On Tue, Jul 16, 2013 at 9:25 AM, Jack Bates <tdh...@nottheoilrig.com> wrote:
> Ah, thank you Chris Angelico for explaining how this is like what happens
> with default arguments to a function and Joshua Landau for pointing out how
> assignments inside class bodies refer to properties of "self" on the LHS. It
> makes sense now. Only I'm struggling to find where the behavior is defined
> in the language reference. Can someone please help point me to where in the
> language reference this is discussed? I've been hunting through the section
> on naming and binding:
>
> http://docs.python.org/3/reference/executionmodel.html#naming-and-binding

The documentation appears to be wrong.  It says:

"""
If a name binding operation occurs anywhere within a code block, all
uses of the name within the block are treated as references to the
current block. This can lead to errors when a name is used within a
block before it is bound. This rule is subtle. Python lacks
declarations and allows name binding operations to occur anywhere
within a code block.
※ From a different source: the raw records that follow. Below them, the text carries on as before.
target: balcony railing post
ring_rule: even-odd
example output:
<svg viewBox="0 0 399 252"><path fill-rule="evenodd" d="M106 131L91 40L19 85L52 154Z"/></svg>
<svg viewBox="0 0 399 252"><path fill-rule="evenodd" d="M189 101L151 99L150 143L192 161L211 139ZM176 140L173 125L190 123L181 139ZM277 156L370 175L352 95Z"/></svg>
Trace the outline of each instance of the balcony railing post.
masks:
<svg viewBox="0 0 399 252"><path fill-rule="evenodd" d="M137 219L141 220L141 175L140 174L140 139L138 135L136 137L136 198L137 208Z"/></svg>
The local variables of a code block can be
determined by scanning the entire text of the block for name binding
operations.
"""

But this only applies to function blocks, not the general case.  In
general, I believe it is more accurate to say that a variable is local
to the block if its name is found in the locals() dict.  That normally
won't be true until the variable has been bound.  Any references prior
to that will look for a global variable.